This award in the Inorganic, Bioinorganic and Organometallic Chemistry program supports Professor Frederick Luzzio at the University of Louisville to investigate alkynylogation in order to promote the transmission of electronic effects between a nucleophilic or electrophilic center through the intermediacy of a triple bond, and the conversion of hydrofluorocarbons (HFCs) into functionalized fluorinated building blocks through C-F activation of some fluorines within the molecule. The alkynylogation effects will be studied using a triple bond extended aldol (alkynylogous aldol) reaction as a working model, utilizing modern synthetic tools capable of controlling the regio- and stereochemistry. Specifically, the effect of size and Lewis acidity of the cation counterion of a base on the gamma-directed alkynylogous aldol reaction will be investigated; the effects of Lewis acid on the regio- and stereoselectivity of Mukaiyama type alkynylogous aldol reaction, and the reaction of silylketene acetals with electrophiles. Transformative fluorination will be pursued through the functionalization of industrially available, ecologically benign, three- or four-carbon HFCs by selectively removing fluorine, utilizing C-F bond activation reactions. A second generation of difluoropropargyl synthons will also be developed utilizing environmentally friendly reagents and conditions, capable of engendering cyclic precursors fitted with synthetic handles that maximize structural diversity.
This research aims for practical approaches, and environmentally friendly uses of materials and for organic synthesis. The project will train a younger generation of chemists in synthesis and organofluorine chemistry and advance the education of underrepresented minorities.

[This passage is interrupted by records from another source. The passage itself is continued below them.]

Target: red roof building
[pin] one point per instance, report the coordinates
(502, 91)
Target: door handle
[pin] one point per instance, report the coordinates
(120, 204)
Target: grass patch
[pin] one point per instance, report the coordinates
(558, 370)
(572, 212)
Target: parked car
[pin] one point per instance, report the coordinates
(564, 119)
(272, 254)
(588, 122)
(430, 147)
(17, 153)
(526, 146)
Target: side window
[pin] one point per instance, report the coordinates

Project Outcome: The group of Professor Hammond has developed an alkynylogation strategy as a method to promote the transmission of electronic effects between a nucleophilic or electrophilic center through the intermediacy of a triple bond. Gold catalysis has had a major focus in this research. Prior to Hammond’s work on gold catalysis, scientists could only assumed that a nucleophile attacks a gold-activated carbon-carbon multiple bond to give a vinyl-Au intermediate. Hammond’s group reported the first room-temperature stable γ-lactone gold(I) complex through the reaction of cationic Au(I) with allenoates and unraveled its mechanism of formation. Based on this mechanistic understanding, the gold-mediated nucleophilic addition to alkynes has given rise to synthetically useful variations, including the transformation of fluorine from its traditional role of substituent into an enabling synthetic tool. In addition, we have implemented a new smart filter with the potential to streamline chemical operations, as well as a pellet-based nanopalladium catalyst that may improve efficiency in the chemical industry. Impact & Benefits: Modern drug discovery often involves screening small lead molecules for their ability to bind to a preselected target. Chemical synthesis is the tool that provides the hit-to-lead support. Yet, despite the drive for efficient and selective chemical reactions, many practical aspects of performing a reaction are labor intensive and time-consuming. Furthermore, chemical synthesis can be uneconomical because of its reliance on non-recyclable reagents and solvents or short-lived commercial catalysts. Our research has contributed to the development of simple, efficient multi-component synthesis of organic compounds from readily available starting materials, employing reaction conditions that are amenable to the medicinal chemist.